Since its founding in 1977, Focus on the Family has amassed a lengthy list of anti-LGBTQ claims and comments, including opposition to same-sex marriage, same-sex parents and adoption, and employment protections for LGBTQ people.

It has said that transgenderism “violates God’s design” and argued that transgender people are a “myth” and being transgender “doesn’t physically exist.”

Focus on the Family even established its own conversion therapy “ministry,” Love Won Out.

Conversion therapy is a widely debunked practice that claims to change a person’s sexuality or gender identity, and usually involves a variety of methods, from talk therapy to more extreme methods such as shock or aversion therapy.
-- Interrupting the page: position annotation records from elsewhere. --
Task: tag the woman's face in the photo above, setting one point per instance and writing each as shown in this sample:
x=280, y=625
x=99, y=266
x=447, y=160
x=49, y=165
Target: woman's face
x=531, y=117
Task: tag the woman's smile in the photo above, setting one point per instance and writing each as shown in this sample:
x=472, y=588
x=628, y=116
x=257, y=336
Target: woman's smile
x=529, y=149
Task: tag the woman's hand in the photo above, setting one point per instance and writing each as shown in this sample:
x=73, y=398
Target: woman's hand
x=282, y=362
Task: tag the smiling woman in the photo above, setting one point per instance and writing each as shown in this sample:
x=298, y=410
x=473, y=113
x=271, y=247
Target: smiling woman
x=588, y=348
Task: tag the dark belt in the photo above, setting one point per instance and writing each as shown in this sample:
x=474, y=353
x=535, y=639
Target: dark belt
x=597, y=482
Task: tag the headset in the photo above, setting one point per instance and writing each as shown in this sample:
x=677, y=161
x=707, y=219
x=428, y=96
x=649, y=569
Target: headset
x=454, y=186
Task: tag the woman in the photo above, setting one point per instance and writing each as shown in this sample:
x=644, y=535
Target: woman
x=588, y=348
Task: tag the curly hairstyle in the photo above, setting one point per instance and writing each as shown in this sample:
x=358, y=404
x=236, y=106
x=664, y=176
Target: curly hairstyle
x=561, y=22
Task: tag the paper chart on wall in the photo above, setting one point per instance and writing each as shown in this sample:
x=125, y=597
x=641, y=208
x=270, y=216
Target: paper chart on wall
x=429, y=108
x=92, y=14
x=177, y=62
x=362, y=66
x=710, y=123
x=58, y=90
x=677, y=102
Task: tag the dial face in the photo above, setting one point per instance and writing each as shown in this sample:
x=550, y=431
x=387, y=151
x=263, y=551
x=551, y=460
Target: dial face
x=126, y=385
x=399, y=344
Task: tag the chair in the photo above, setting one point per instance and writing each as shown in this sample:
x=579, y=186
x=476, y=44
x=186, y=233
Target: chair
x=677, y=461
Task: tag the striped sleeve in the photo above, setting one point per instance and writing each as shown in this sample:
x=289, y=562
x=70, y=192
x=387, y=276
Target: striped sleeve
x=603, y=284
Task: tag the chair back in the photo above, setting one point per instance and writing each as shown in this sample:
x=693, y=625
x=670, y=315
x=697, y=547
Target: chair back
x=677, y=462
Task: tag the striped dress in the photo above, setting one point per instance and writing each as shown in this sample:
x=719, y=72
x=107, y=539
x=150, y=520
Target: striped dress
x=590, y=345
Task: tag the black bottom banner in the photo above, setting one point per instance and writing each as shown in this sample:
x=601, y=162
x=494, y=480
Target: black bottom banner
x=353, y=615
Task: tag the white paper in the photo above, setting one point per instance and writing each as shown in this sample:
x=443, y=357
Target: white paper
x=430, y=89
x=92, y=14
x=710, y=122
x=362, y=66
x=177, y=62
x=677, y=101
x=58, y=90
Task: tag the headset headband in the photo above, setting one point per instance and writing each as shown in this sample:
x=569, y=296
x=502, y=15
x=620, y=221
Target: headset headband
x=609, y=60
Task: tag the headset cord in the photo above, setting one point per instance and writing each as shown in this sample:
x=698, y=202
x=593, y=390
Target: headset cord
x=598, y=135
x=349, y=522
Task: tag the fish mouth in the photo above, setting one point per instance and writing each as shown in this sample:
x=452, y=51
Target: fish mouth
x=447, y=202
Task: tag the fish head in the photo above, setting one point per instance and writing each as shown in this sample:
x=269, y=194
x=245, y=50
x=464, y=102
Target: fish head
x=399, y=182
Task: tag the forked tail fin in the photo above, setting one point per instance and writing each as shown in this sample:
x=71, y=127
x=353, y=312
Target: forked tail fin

Studies have shown that conversion therapy increases the risk of suicide and suicidal ideation in LGBTQ people, and medical experts have noted that other side effects of the therapy can include depression and post-traumatic stress disorder.

Love Won Out was eventually sold to conversion therapy umbrella organization Exodus International, which was shut down in 2013.

Former CEO of Exodus International Alan Chambers, subsequently came out as gay and apologized to LGBTQ people who had been harmed by conversion therapy.

Speaking to Metro Weekly in 2016, he said that people should be warned against conversion therapy: “This is not something that’s going to work. This is dangerous. It creates shame. It is not something that is going to produce an orientation change in you.”